When it's not answering specific questions, this book tells you how and where to get the answers. Here, with scientific rigor and disarming candor, "the Indiana Jones of Sicilian history" shows you how to "push the envelope" of family history research into Sicily's multicultural Middle Ages.

At 300 pages, Sicilian Genealogy and Heraldry covers a wide range of topics in detail, transcending "conventional" strategies to explain the "how" and "why" of historical research – shortcuts and methods as well as advice on pitfalls to avoid. It brings to life an arcane – often elusive – subject. Significantly, the author destroys many myths about Italian family history research while describing real social history; he does, however acknowledge the reliable research guides written by other genealogists, especially Americans.

Especially impressive is the author's refreshingly distinctive writing style, with pragmatic reality checks sprinkled throughout the lengthier chapters.
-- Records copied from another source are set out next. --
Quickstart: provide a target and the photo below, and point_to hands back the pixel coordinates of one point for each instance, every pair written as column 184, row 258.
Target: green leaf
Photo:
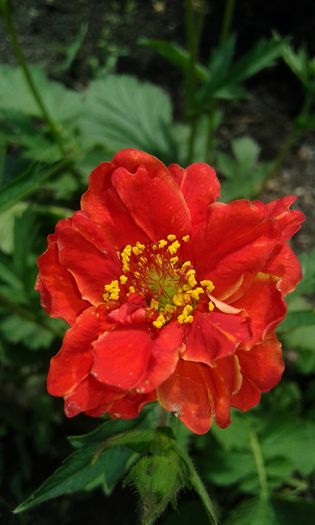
column 244, row 174
column 225, row 77
column 26, row 184
column 253, row 512
column 91, row 461
column 175, row 55
column 296, row 320
column 307, row 285
column 62, row 103
column 120, row 111
column 157, row 479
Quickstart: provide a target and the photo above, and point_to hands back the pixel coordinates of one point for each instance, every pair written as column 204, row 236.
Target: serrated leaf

That's the kind of dogmatism missing from most genealogical guides. By his own admission, Mendola's tone is at times sardonic, as if this elder statesman were scolding the field's less disciplined historians while setting the stage for its beginners. Just when you think that his treatment of a particular topic has become tiresome or excessively theoretical, he inserts a concrete example to make his point. It's an effective technique.
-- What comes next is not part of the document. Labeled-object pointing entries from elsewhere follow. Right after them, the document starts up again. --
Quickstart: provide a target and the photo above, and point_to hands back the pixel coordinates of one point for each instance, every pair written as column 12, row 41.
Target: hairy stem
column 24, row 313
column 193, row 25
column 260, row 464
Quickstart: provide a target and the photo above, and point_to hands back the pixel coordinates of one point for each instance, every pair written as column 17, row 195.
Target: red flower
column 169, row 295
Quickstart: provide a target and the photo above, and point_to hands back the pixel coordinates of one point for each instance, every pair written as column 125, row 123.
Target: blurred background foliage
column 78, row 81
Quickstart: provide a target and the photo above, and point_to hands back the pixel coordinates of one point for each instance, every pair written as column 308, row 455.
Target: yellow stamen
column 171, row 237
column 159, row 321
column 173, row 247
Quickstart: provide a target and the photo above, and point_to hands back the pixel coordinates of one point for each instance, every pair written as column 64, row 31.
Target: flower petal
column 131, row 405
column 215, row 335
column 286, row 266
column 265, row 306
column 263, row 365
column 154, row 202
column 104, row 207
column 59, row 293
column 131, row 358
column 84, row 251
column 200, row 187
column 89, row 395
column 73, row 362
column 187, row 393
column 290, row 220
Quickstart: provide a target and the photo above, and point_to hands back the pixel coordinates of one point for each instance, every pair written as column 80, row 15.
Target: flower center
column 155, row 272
The British Library considered this book original enough to assign it the first Dewey catalogue classification number of its subject category. This is unsurprising when you consider that it is the first book of its kind.

In his assaults on the machinations of historical revisionists and genealogical fabulists – along with fake royalty and others who manipulate history for their own edification – the author takes no prisoners. Like Verres, the Roman governor of Sicily who fled into voluntary exile following Cicero's opening speech at his trial for corruption, genealogy's fantasists should flee the moment Mr Mendola enters the fray. In fact, quite a few have, as the author has been consulted over the years by journalists, law-enforcement authorities and others seeking to expose genealogy's identity tricksters.

It has been suggested, perhaps unkindly, that Mendola speaks for "The Establishment." That is incorrect. In the field of Italian genealogy, Mendola is The Establishment, or at least part of it. His role is that of a lone sheriff protecting a town or – for European traditionalists – the last knight defending a castle. He is one of Italy's most cosmopolitan historians, consulted by The History Channel, The New York Times, the Vatican, the Almanach de Gotha and the BBC (and co-author of a landmark work on Sicilian medieval history, The Peoples of Sicily: A Multicultural Legacy). Over the course of three decades, he has worked with European institutions whose lingua franca is genealogy – from the Order of Malta in Rome (to which a chapter is dedicated) to England's College of Arms.

It is a useful book to own even if you do not conduct your own research, as it indicates the path that a competent professional genealogist should follow for the most immediate results. In fact, this is the guide consulted by professional genealogists working in Sicily.

This is a reference work written by a highly knowledgeable, freethinking scholar beholden to nobody. The comparison of the author to Indiana Jones is not inappropriate except perhaps for Mendola's blue eyes. If you're a researcher, consulting this book is like having an experienced, heavily-armed warrior accompany you through jungles and mine fields to find The Truth on the other side.

An interesting aspect of this guide is its approach to the question of Sicilian identity, and this is almost a "handbook" in that regard. If there were ever a book on "how to be Sicilian," this is it. (The first chapter begins: "What is a Sicilian?") It may be the deciding factor in your successful discovery of Sicilian ancestors and a unique Sicilian heritage.

This softcover book is printed on off-white, acid-free paper in a durable binding.